The Wall Street Journal reports that Citigroup says the new setup will not only be “minimalist” and “egalitarian,” and “will connect people face-to-face, raise energy levels, and save money, by fitting more people into one space.” With telecommuting on the rise, offices are beginning to resemble coworking spaces.
Office layouts in which workers don’t have set permanent desks, an arrangement sometimes called hot-desking or office hoteling, have already become the norm for some workers at American Express, GlaxoSmithKline, and PricewaterhouseCoopers. Lockers are provided for employees to put personal belongings, and the arrangement is said to encourage communication among employees.
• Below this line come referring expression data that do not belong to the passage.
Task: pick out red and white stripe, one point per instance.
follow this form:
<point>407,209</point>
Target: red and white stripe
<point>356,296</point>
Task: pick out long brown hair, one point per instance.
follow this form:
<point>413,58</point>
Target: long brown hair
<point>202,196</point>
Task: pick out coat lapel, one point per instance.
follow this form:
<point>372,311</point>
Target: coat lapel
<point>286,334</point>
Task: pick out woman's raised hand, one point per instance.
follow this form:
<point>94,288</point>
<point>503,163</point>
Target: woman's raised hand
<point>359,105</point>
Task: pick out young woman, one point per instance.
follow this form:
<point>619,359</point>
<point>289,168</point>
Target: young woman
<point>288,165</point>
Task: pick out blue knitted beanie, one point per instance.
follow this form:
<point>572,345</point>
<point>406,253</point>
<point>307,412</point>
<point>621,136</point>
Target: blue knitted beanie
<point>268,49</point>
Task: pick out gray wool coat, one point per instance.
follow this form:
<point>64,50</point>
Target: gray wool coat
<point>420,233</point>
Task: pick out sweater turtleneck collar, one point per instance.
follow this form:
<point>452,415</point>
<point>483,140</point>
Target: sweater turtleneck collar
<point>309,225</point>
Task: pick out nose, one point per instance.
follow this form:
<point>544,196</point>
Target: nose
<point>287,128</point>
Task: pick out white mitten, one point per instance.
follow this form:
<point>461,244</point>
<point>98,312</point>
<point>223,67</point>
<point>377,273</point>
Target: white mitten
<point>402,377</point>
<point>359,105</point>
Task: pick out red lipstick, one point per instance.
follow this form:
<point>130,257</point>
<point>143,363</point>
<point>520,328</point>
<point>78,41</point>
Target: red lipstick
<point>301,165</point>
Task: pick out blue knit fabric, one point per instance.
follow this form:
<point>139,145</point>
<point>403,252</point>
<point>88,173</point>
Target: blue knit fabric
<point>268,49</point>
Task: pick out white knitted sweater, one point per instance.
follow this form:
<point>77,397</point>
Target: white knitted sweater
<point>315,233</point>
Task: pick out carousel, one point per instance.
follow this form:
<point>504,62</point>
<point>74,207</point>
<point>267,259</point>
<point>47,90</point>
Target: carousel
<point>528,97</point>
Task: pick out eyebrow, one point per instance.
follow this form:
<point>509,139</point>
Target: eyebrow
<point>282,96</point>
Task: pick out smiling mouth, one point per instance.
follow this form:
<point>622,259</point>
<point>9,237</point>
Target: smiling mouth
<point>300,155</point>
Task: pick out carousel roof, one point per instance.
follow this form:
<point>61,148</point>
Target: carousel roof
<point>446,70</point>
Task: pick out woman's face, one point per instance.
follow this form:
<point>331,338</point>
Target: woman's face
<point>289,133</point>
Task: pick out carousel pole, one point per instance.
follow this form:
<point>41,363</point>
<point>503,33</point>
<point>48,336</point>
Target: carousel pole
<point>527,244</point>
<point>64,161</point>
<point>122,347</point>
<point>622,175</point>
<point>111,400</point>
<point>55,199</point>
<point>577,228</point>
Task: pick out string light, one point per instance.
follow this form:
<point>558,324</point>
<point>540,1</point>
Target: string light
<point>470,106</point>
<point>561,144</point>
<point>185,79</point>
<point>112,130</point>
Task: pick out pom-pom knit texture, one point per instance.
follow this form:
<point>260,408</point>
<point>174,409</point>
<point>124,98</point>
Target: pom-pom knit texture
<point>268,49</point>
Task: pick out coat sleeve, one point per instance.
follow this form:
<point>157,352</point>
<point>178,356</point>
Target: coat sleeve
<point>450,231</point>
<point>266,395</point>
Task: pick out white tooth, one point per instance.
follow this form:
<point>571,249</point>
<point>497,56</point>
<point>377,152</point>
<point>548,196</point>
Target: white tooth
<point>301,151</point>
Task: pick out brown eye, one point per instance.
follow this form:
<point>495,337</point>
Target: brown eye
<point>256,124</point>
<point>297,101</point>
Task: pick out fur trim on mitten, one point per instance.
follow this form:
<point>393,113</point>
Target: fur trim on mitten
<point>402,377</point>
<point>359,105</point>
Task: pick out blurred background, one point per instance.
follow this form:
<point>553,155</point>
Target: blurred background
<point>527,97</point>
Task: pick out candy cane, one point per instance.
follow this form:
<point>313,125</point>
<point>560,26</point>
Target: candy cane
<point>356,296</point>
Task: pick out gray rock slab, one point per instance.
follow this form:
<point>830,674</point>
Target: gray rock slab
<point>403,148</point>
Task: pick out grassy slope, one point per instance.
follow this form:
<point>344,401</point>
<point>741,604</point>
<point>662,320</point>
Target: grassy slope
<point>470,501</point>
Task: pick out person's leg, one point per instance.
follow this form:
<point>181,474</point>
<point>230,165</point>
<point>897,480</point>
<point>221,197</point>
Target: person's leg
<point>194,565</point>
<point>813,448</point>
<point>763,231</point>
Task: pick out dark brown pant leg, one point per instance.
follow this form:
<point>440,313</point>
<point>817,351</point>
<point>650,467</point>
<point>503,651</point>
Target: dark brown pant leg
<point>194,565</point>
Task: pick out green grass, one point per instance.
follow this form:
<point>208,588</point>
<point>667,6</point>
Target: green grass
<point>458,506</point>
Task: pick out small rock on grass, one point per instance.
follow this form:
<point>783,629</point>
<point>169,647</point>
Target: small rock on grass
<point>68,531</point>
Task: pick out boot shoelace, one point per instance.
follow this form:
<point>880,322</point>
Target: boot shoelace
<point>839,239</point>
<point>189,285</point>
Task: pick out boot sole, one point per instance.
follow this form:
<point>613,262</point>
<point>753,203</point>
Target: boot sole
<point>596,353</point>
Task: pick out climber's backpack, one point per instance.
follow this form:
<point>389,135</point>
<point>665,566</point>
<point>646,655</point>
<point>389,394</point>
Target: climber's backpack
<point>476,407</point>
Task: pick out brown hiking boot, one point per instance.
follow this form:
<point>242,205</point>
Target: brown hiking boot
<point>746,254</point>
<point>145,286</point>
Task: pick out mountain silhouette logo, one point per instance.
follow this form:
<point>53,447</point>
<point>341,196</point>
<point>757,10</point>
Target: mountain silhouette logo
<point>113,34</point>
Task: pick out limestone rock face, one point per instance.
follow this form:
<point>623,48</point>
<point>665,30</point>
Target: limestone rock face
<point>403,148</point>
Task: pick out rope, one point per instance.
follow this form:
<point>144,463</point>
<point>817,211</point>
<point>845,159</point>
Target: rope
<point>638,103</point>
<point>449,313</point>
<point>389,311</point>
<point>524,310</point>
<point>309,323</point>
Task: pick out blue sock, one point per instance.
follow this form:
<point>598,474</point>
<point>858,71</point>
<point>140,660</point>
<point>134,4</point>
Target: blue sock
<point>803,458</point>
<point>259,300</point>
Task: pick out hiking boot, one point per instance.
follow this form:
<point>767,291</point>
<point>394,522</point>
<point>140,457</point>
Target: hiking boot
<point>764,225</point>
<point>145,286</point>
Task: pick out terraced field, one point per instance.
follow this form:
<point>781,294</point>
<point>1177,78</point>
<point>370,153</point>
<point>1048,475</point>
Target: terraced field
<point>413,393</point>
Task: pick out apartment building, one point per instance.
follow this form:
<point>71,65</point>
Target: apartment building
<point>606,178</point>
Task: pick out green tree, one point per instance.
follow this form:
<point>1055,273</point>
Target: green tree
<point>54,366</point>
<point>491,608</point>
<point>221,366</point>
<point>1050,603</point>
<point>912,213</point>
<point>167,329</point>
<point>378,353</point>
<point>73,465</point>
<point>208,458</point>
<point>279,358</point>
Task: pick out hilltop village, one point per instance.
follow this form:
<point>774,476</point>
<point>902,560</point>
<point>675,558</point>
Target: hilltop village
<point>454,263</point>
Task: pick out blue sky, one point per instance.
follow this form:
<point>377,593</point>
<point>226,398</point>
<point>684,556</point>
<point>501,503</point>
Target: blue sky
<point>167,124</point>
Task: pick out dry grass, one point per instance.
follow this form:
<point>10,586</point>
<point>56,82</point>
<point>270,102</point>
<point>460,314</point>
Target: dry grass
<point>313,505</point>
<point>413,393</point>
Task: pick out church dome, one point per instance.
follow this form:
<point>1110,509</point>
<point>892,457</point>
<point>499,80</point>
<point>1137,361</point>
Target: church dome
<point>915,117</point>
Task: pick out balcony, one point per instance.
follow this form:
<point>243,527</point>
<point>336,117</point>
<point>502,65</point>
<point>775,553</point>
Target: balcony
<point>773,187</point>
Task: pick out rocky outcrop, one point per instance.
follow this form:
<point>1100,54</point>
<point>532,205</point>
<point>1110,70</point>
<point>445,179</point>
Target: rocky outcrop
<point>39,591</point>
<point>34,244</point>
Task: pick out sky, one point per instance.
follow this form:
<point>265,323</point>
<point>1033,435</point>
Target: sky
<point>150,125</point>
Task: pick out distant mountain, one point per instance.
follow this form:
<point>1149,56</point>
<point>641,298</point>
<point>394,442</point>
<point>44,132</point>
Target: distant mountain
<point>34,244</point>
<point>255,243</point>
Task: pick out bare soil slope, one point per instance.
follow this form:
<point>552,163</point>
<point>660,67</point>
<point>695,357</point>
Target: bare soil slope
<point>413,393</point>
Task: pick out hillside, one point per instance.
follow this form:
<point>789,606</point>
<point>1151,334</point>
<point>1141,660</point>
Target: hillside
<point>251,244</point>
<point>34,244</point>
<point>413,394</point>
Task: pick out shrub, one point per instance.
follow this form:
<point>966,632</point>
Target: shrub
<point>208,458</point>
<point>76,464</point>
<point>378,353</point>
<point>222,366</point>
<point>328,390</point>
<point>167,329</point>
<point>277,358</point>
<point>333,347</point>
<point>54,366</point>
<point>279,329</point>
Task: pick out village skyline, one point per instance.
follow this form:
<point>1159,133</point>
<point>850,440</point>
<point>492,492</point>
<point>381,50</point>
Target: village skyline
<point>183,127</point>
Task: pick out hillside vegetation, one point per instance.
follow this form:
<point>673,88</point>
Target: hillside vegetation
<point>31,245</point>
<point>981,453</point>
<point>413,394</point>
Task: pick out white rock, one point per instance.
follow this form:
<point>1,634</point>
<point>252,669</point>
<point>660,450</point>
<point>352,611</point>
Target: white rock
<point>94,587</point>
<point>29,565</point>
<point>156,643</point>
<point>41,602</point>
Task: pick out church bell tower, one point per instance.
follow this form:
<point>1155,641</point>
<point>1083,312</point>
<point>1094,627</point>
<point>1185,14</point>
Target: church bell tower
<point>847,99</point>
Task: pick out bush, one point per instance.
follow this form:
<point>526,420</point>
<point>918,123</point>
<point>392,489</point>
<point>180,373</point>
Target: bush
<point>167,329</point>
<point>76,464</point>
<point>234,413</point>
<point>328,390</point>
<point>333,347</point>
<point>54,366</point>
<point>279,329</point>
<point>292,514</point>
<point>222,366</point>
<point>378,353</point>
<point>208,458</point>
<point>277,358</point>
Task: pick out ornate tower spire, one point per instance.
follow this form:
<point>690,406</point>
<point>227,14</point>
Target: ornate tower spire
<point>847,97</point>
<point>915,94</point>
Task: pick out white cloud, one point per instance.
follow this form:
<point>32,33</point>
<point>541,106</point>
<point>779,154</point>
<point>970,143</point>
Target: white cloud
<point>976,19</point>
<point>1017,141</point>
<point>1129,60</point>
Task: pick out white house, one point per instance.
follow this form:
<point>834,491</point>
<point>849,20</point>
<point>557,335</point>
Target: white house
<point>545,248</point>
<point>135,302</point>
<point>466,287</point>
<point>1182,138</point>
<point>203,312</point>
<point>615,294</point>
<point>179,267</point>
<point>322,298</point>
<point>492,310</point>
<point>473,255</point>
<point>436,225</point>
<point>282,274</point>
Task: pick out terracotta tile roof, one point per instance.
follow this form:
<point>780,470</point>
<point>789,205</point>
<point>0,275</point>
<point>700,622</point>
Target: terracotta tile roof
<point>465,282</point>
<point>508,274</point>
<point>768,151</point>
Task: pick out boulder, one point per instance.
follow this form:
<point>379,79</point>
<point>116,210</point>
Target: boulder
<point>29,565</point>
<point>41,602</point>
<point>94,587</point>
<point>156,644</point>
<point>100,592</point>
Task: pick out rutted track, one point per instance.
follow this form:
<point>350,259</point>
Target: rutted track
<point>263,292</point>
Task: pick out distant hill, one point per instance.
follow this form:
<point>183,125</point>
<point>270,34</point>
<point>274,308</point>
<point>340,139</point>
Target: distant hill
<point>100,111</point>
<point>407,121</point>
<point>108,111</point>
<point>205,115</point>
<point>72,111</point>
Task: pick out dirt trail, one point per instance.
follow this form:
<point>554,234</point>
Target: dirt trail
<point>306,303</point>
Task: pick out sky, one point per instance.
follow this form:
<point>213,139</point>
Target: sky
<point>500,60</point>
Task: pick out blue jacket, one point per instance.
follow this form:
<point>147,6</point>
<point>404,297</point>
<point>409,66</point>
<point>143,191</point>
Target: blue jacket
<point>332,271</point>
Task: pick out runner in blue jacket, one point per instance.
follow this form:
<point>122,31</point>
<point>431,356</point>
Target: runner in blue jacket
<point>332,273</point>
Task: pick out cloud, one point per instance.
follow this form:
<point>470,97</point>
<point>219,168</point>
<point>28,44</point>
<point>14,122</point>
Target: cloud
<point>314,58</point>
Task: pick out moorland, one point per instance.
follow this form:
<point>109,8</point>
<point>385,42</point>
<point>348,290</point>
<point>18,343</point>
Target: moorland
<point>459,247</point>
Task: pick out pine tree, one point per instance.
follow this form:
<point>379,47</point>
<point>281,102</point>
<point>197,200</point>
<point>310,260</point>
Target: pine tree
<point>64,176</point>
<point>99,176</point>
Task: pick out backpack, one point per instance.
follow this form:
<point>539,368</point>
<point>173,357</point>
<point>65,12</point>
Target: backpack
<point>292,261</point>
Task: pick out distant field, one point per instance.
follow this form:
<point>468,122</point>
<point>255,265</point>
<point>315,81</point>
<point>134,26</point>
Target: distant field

Even for those who dislike the lack of personal space, some numbers are much too attractive for management to ignore: GlaxoSmithKline reportedly saves $10 million annually due to its unassigned seating arrangement. Doing away with assigned desks can make sense as telecommuting is becoming increasingly common—it's wasteful to pay energy bills and rent for space that's constantly filled with vacant desks.
On the other hand, some companies have reported morning desk scrambles due to hot-desking and reduced office space. And while there are conference rooms and telephone rooms for private interactions (Citigroup is reportedly considering a privacy technology it has called “instant fog”), some have argued that employees do better when they’re given control over some amount of their physical environment.
So even as large, relatively traditional companies jump on the bandwagon, the benefits of an open-seating plan are not yet clear. Citigroup’s own human resources department in Queens, New York, had already been experimenting with un-assigned desks for more than a year. The group told Harvard Business Review that the arrangement made sad desk lunches less common, and that employees who came in together tended to sit down near each other. And researchers have found that hot-desking isn’t the solution to every woe of workers and management: One company saw different groups of employees interacting more as a result, but revenue and productivity dropped because communications among employees who worked closely together plummeted.